In Tamil Nadu, the Congress’s decision to add its small but crucial numbers to Vijay’s precarious list of supporters was politically intelligent at a time when Vijay’s massive mandate was being put through the coffee grinder of dubious maths. But even coffee berries dropping into the machine do so in some order, some discipline. They do not hop skip and jump. Opportunism and politics are old partners but the frenzy for office-holding hurts norms of political dignity. As I write this, I do not know if one or more of the five Congress MLAs are to become ministers under Vijay. I hope the opening will not make the five competitive inter se.
Two other allies of the Dravida Munnetra Kazhagam in Tamil Nadu that joined up with Vijay did so after observing what may be called the protocol of alliances. They informed the outgoing chief minister, M.K. Stalin, of their intention in the interests of electoral democracy and ‘to prevent president’s rule’. They did more. They said to him they were not leaving the DMK-led alliance, an arrangement which does not seem to trouble Vijay. Not surprisingly, Stalin appreciated the courtesy. And could not but comment on the Congress, which won five seats as part of its alliance with the DMK, not so much as contacting him after the results to express solidarity but crossing over to Vijay as easily as one might a sidewalk. Politics sees strange things and who can tell of the future, but Stalin is not going to forget too fast the Congress’s manoeuvre described by The Hindu as “opportunistic”.
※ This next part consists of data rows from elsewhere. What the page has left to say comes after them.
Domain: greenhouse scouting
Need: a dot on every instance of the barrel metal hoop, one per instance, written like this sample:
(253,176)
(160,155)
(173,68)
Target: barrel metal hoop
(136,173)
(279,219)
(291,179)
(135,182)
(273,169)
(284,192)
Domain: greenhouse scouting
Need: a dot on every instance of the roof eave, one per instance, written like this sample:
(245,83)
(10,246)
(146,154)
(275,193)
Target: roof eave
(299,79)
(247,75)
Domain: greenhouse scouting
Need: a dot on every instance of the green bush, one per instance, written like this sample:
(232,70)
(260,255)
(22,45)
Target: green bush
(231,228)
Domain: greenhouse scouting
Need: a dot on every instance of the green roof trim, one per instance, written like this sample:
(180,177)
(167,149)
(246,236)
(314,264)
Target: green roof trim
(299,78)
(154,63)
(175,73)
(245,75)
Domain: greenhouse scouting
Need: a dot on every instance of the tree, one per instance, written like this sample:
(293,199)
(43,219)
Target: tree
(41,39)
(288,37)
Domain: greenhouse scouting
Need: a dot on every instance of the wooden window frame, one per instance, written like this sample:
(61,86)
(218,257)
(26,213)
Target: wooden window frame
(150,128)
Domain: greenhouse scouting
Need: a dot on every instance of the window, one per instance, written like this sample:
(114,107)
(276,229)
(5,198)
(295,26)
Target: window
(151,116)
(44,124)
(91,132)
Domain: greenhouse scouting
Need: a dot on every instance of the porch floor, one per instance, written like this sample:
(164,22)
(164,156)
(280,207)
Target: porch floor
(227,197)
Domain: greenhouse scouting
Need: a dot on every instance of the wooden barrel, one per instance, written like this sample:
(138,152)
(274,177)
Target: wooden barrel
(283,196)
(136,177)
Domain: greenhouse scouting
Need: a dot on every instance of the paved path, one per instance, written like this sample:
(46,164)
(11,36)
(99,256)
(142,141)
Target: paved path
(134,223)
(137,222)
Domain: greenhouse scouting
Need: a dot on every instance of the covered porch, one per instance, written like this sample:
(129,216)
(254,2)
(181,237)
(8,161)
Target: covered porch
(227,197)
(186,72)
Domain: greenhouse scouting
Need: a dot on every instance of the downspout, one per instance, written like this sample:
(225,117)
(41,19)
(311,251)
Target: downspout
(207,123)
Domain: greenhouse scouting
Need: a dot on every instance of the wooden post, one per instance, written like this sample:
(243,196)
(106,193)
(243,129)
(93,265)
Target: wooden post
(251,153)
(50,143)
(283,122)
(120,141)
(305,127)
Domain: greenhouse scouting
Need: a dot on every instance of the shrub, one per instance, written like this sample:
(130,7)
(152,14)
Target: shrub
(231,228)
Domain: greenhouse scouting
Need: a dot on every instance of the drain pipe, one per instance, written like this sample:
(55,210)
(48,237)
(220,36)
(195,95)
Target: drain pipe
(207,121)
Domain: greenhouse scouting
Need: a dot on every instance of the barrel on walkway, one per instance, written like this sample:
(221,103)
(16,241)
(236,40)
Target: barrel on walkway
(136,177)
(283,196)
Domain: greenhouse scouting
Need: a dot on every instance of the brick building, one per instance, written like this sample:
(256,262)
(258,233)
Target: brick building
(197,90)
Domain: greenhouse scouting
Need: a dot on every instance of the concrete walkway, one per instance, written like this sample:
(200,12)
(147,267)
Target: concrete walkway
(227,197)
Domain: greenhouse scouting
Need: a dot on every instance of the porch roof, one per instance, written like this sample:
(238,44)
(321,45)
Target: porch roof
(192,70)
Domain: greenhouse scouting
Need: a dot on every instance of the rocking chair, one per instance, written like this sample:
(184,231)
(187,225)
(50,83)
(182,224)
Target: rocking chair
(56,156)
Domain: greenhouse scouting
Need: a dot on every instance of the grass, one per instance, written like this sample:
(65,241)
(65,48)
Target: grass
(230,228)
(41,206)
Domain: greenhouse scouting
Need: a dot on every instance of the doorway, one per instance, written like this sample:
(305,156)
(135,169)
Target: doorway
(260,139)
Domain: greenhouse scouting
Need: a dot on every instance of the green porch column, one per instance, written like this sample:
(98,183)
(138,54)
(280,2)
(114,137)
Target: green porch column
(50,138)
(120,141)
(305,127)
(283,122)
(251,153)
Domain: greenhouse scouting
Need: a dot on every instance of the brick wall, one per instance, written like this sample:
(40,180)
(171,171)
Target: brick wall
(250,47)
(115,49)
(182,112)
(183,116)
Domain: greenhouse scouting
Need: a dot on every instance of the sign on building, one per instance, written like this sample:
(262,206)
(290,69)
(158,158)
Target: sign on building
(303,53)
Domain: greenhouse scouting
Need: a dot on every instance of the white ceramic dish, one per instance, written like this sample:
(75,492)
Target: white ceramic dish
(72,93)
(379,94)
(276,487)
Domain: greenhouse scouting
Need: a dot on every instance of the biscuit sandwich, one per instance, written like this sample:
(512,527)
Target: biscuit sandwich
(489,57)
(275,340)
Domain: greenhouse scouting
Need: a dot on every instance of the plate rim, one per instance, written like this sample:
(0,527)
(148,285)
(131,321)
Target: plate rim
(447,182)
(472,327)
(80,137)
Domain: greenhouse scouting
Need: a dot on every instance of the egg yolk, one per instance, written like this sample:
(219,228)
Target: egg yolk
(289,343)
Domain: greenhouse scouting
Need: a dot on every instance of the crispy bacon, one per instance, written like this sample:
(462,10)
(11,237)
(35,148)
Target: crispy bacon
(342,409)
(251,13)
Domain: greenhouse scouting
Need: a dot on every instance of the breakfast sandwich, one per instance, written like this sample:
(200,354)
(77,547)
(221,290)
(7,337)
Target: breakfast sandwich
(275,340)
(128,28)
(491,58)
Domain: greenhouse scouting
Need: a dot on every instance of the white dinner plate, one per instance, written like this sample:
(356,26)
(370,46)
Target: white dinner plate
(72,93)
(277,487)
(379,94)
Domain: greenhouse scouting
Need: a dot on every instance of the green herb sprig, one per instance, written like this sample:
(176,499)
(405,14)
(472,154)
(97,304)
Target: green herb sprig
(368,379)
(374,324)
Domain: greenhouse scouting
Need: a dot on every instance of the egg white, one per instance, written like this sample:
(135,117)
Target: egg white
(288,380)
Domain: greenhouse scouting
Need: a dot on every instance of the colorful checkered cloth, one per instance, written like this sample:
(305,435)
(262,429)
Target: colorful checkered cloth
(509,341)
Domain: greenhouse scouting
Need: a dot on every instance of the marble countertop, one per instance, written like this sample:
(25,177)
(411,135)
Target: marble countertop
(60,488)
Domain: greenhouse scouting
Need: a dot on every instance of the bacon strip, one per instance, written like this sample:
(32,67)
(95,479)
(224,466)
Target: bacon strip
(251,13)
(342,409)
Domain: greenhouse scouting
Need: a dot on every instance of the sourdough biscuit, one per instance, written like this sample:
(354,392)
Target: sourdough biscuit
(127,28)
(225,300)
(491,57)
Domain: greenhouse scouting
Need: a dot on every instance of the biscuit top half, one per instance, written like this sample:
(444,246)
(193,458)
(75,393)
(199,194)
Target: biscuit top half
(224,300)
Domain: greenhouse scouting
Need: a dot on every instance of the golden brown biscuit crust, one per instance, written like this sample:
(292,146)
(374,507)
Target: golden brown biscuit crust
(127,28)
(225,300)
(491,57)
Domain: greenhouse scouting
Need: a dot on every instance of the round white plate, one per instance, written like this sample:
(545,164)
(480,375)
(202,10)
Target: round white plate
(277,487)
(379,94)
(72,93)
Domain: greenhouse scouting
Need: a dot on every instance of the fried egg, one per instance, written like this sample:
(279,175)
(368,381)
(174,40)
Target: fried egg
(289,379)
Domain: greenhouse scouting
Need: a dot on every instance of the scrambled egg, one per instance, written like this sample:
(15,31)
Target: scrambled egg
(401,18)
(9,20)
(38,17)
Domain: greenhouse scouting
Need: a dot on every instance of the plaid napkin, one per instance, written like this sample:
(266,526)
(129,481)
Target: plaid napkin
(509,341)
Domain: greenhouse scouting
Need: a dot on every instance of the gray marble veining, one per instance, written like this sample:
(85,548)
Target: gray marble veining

In West Bengal, the Congress and the Trinamool Congress were not going to fight together. But was the shrill pitch of criticism of Mamata Banerjee in the Congress campaign wise? Was it right? Rahul Gandhi led the charge in the party’s campaign with Mamata Banerjee being its polemical target no less than the Bharatiya Janata Party. And so, when, post-results, Rahul Gandhi advised the state Congress to “rise above petty politics” in its attitude to the defeated Mamata Banerjee, the victorious BJP enjoyed the contradiction. The state Congress must have been hurt by the observation, for it had striven very hard in the campaign and it was not the author of pettiness. But the Congress leader’s referring to pettiness was absolutely the right thing to say to the party as a whole, not just to the party in West Bengal. Self-criticism has not been the Congress’s strong point in recent years and the party needs to reflect on the ‘pettiness’ point seriously and urgently.
Is there any hope for the Congress coming out of the Chandrapore syndrome?
Yes, there is. But only if the Congress will regain its tikhnota (acuity) and shed all ksudrata (pettiness).